Dans les cercles industriels et forestiers camerounais, la décision sonne comme le révélateur d’un malaise plus profond qui traverse actuellement l’ensemble de la filière bois en Afrique centrale. Après plus de six décennies d’activités au Cameroun, Grumcam, filiale du groupe familial italien ALPI, a décidé de réduire son capital social de près de 70 % afin d’absorber des pertes accumulées ces dernières années et de rééquilibrer sa structure financière. Une opération lourde qui intervient alors que l’industrie forestière camerounaise traverse une période de fortes turbulences économiques.
Implantée dans les bassins forestiers du Sud et de l’Est du Cameroun, Grumcam fait partie des opérateurs historiques du secteur. L’entreprise contrôle environ 215 000 hectares de concessions forestières et dispose d’activités allant de l’exploitation à la transformation industrielle du bois destiné aux marchés internationaux. Depuis plusieurs années, ses produits alimentent des circuits commerciaux en Europe, en Asie et au Moyen-Orient, notamment dans les segments du placage décoratif, du contreplaqué et du bois transformé à haute valeur ajoutée.
Mais derrière cette présence historique se cache désormais une réalité plus fragile. Selon plusieurs analyses sectorielles, les entreprises forestières opérant au Cameroun font face à une explosion des coûts d’exploitation. Le prix du transport terrestre a fortement progressé sous l’effet de la hausse des carburants et de la dégradation de certains corridors routiers. À cela s’ajoutent les coûts énergétiques, les investissements liés à la certification forestière et les nouvelles contraintes environnementales imposées par les marchés européens.
Le secteur forestier camerounais reste pourtant stratégique pour l’économie nationale. Selon les chiffres du ministère des Forêts et de la Banque mondiale, la filière contribue à environ 4 % du Produit intérieur brut et représente près de 25 % des exportations hors hydrocarbures du pays. Elle génère directement ou indirectement plus de 200 000 emplois dans les activités de coupe, de transport, de transformation et de commercialisation du bois.
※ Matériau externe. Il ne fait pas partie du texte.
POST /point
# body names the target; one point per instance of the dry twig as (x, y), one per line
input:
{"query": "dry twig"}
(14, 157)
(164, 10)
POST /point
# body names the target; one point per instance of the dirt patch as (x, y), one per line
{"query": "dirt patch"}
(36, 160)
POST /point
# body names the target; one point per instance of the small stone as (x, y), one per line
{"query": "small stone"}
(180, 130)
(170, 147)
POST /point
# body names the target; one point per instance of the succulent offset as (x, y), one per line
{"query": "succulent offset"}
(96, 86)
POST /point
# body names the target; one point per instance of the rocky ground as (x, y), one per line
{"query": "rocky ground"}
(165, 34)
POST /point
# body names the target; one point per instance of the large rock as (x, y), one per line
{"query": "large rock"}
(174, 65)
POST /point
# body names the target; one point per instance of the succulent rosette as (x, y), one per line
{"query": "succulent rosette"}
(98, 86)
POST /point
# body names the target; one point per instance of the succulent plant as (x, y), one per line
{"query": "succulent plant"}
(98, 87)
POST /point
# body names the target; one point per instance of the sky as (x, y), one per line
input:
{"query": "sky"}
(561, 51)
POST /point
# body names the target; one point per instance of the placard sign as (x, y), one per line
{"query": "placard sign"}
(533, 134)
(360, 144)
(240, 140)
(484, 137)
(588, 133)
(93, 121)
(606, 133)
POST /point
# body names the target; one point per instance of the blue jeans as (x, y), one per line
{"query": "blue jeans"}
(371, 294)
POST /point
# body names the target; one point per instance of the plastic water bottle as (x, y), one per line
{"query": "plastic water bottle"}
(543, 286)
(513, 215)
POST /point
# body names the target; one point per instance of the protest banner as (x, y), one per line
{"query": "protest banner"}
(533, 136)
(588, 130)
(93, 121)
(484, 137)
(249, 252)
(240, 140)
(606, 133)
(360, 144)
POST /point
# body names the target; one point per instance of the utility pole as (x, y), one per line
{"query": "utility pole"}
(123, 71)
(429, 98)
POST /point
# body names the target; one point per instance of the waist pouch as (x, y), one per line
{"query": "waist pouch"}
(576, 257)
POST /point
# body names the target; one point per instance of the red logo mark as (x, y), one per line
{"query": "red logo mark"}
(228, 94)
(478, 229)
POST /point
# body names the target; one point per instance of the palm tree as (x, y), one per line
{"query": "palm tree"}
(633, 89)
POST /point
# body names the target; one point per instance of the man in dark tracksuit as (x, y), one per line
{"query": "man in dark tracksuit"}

En 2025, les exportations camerounaises de bois et dérivés étaient estimées à plus de 900 milliards FCFA, avec la Chine, l’Union européenne, l’Inde et le Vietnam parmi les principaux débouchés commerciaux.
Malgré ce poids économique, le marché mondial du bois connaît depuis deux ans un net ralentissement. Après l’envolée des prix observée durant la reprise post-Covid, la demande internationale s’est contractée dans plusieurs segments liés à la construction et à l’ameublement. En Europe notamment, le ralentissement immobilier et le durcissement des politiques environnementales ont réduit les volumes importés. Le nouveau règlement européen contre la déforestation importée (EUDR), qui impose des exigences strictes de traçabilité, oblige désormais les producteurs africains à investir massivement dans le suivi des chaînes d’approvisionnement.
Pour Grumcam et plusieurs autres industriels présents dans le bassin du Congo, cette transition représente un défi financier majeur. Les investissements nécessaires pour répondre aux standards internationaux interviennent dans un contexte où les marges se réduisent fortement. Selon des données sectorielles, plusieurs sociétés forestières de la sous-région ont enregistré des baisses de rentabilité comprises entre 20 et 40 % au cours des trois dernières années.
Le groupe ALPI, maison mère de Grumcam, reste néanmoins un acteur reconnu de l’industrie mondiale du bois décoratif. Fondée en Italie, l’entreprise familiale s’est développée dans les matériaux haut de gamme utilisés dans le design intérieur, l’ameublement et l’industrie nautique. Sa présence au Cameroun s’inscrit dans une stratégie historique d’approvisionnement en essences tropicales destinées à ses unités de transformation internationales.
Au Cameroun, cette restructuration financière relance également le débat sur la transformation locale des ressources forestières. Les autorités publiques cherchent depuis plusieurs années à réduire les exportations de grumes brutes afin de favoriser une industrialisation plus poussée du secteur. Plusieurs mesures réglementaires ont été engagées pour encourager la transformation locale, la production de meubles et le développement d’industries dérivées capables de créer davantage de valeur ajoutée sur le territoire national.
Dans les milieux économiques, beaucoup considèrent désormais que l’avenir du secteur forestier africain dépendra moins du volume des exportations que de la capacité des entreprises à intégrer les nouvelles exigences environnementales et à monter en gamme sur les produits transformés. Pour Grumcam, la réduction du capital apparaît ainsi comme une tentative de repositionnement financier dans un marché devenu plus exigeant, plus concurrentiel et beaucoup plus sensible aux enjeux de durabilité.